Wenn ein Papst, weil Gott es aus unerforschlichen Gründen zulässt, zu einem bestimmten Zeitpunkt in der Geschichte und in einem sehr seltenen Fall durch sein ordentliches, nicht unfehlbares Lehramt Irrtümer und Häresien verbreitet, weckt die Göttliche Vorsehung zugleich das Zeugnis einiger Mitglieder des Bischofskollegiums und auch die Gläubigen, um das vorübergehende Versagen des päpstlichen Lehramtes auszugleichen. Es muss gesagt werden, dass eine solche Situation sehr selten, aber nicht unmöglich ist, wie die Geschichte der Kirche gezeigt hat. Die Kirche ist in der Tat ein einziger, organischer Leib, und wenn der Kopf des Leibes (der Papst) versagt und ermangelt, gleicht der Rest des Leibes (die Gläubigen), oder herausragende Teile des Körpers (die Bischöfe), die vorübergehenden päpstlichen Irrtümer aus. Eines der berühmtesten und tragischsten Beispiele für eine solche Situation ereignete sich während der arianischen Krise im 4. Jahrhundert, als die Reinheit des Glaubens nicht so sehr von der Ecclesia docens (Papst und Episkopat) aufrechterhalten wurde, sondern von der ecclesia docta (den Gläubigen), wie der selige John Henry Newman ausführte.

Die Theorie oder Meinung vom Verlust des päpstlichen Amtes durch Absetzung oder durch die Erklärung des Amtsverlustes ipso facto setzt den Papst implizit mit der ganzen Kirche gleich oder manifestiert die ungesunde Haltung eines „Papstzentrismus“ oder letztendlich einer Papolatrie.
Die Vertreter einer solchen Meinung (vor allem einige Heilige) waren jene, die einen übertriebenen Ultramontanismus oder „Papstzentrismus“ an den Tag legten und den Papst zu einer Art Halbgott machten, der keine Fehler machen kann, nicht einmal in Bereichen, die außerhalb der päpstlichen Unfehlbarkeit stehen. Daher ist ein Papst, der doktrinelle Irrtümer begeht – was theoretisch und logisch auch die Möglichkeit einschließt, den schwerwiegendsten doktrinellen Irrtum zu begehen, nämlich eine Häresie –, für die Anhänger dieser Meinung (ob die Absetzung eines Papstes oder der Verlust seines Amtes wegen Häresie) unerträglich und undenkbar, selbst wenn es sich um Irrtümer handelt, die außerhalb der päpstlichen Unfehlbarkeit liegen.

Die theoretische oder theologische Meinung, dass ein häretischer Papst abgesetzt werden oder sein Amt verlieren kann, war dem ersten Jahrtausend fremd.
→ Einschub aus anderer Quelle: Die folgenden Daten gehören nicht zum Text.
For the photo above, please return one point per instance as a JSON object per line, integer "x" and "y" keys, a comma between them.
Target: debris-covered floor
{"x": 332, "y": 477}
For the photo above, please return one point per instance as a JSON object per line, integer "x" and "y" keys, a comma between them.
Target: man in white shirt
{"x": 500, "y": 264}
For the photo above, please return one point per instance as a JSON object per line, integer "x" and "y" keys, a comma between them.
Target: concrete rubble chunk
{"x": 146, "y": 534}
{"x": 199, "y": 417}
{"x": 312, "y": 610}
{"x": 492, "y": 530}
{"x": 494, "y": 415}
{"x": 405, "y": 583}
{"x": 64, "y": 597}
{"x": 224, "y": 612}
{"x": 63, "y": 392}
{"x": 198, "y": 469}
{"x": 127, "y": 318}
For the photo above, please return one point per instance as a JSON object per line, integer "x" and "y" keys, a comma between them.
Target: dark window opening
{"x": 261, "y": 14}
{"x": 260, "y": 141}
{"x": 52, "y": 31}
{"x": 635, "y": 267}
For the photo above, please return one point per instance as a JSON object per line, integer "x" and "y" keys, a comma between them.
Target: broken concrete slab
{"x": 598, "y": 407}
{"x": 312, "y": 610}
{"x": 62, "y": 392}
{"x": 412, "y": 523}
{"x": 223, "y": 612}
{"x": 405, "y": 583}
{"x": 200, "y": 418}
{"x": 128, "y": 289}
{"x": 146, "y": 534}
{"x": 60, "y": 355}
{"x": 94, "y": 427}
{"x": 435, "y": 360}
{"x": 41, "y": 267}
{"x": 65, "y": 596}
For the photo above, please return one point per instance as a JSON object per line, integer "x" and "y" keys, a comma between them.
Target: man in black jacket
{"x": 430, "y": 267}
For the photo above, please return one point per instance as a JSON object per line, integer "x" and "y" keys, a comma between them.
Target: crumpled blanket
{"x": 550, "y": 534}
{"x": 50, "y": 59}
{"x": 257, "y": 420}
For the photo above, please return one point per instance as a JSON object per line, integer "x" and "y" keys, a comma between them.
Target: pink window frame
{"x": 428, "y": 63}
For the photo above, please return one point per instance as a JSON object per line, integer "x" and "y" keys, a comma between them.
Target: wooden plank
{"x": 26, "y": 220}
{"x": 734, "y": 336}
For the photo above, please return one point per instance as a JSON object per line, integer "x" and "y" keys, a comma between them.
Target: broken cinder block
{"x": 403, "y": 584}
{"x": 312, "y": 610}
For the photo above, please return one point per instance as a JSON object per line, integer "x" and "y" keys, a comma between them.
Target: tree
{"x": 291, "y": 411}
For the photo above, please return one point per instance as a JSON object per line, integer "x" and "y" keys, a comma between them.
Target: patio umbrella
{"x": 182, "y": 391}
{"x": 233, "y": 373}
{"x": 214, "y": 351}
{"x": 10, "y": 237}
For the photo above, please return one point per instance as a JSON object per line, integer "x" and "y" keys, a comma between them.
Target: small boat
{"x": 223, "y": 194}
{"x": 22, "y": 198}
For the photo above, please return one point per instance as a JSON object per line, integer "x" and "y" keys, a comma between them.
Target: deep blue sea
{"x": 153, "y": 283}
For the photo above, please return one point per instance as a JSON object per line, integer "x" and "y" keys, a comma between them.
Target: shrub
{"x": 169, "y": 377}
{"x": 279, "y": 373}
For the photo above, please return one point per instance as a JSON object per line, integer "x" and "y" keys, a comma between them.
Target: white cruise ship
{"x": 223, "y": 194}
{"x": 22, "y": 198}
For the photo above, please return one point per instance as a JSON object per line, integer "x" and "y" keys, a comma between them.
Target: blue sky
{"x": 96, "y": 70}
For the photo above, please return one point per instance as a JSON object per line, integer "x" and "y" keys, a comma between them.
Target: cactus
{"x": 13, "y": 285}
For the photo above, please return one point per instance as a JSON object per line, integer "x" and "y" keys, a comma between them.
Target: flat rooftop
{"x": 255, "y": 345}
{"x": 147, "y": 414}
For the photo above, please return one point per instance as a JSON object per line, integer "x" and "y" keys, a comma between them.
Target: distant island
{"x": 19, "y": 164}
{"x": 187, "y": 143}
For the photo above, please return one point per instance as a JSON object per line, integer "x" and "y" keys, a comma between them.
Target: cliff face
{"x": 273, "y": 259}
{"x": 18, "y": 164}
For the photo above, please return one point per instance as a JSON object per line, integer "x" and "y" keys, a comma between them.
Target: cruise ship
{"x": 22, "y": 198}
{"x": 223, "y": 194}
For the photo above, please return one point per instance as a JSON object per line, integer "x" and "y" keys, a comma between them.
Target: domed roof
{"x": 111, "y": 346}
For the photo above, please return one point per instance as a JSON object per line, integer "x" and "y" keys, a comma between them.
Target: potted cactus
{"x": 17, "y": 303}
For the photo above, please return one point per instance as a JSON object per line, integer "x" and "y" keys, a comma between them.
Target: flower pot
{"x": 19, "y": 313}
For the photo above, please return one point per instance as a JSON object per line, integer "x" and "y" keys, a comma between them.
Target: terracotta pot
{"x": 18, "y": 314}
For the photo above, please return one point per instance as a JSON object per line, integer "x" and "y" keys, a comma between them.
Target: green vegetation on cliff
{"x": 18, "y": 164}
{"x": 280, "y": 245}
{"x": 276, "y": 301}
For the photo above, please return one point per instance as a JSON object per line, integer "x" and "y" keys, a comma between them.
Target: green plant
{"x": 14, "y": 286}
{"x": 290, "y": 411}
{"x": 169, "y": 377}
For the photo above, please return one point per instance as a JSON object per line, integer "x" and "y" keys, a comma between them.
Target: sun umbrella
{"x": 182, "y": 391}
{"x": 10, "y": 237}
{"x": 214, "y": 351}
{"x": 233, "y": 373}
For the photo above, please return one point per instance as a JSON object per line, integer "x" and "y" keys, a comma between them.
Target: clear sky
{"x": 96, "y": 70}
Sie entstand erst im Hochmittelalter zu einer Zeit, als der „Papstzentrismus“ einen gewissen Höhepunkt erreichte und der Papst unbewusst mit der Kirche als solcher gleichgesetzt wurde. Das nahm in ihrem Kern bereits die weltliche Haltung eines absolutistischen Fürsten vorweg nach dem Motto: „L’État, c’est moi!“, oder in kirchlicher Hinsicht: „Ich bin die Kirche!“

Die Meinung, die besagt, dass ein häretischer Papst ipso facto sein Amt verliert, verbreitete sich allgemein ausgehend vom Hochmittelalter bis zum 20. Jahrhundert. Sie bleibt eine theologische Meinung und ist keine Lehre der Kirche. Daher kann sie nicht die Qualität einer konstanten und beständigen Lehre der Kirche als solcher beanspruchen, da kein ökumenisches Konzil und kein Papst ausdrücklich eine solche Meinung unterstützt hat. Die Kirche verurteilte jedoch einen häretischen Papst, aber erst nach seinem Tod und nicht während seiner Amtszeit. Auch wenn einige heilige Kirchenlehrer (wie der heilige Robert Bellarmin und der heilige Franz von Sales) eine solche Meinung vertreten, beweist das nicht ihre Gewissheit oder einen allgemeinen, doktrinellen Konsens. Wie man weiß, haben sich auch Kirchenlehrer geirrt. Dies ist der Fall beim heiligen Thomas von Aquin in der Frage der Unbefleckten Empfängnis, der Frage der Materie des Weihesakramentes oder der Frage des sakramentalen Charakters der Bischofsweihe.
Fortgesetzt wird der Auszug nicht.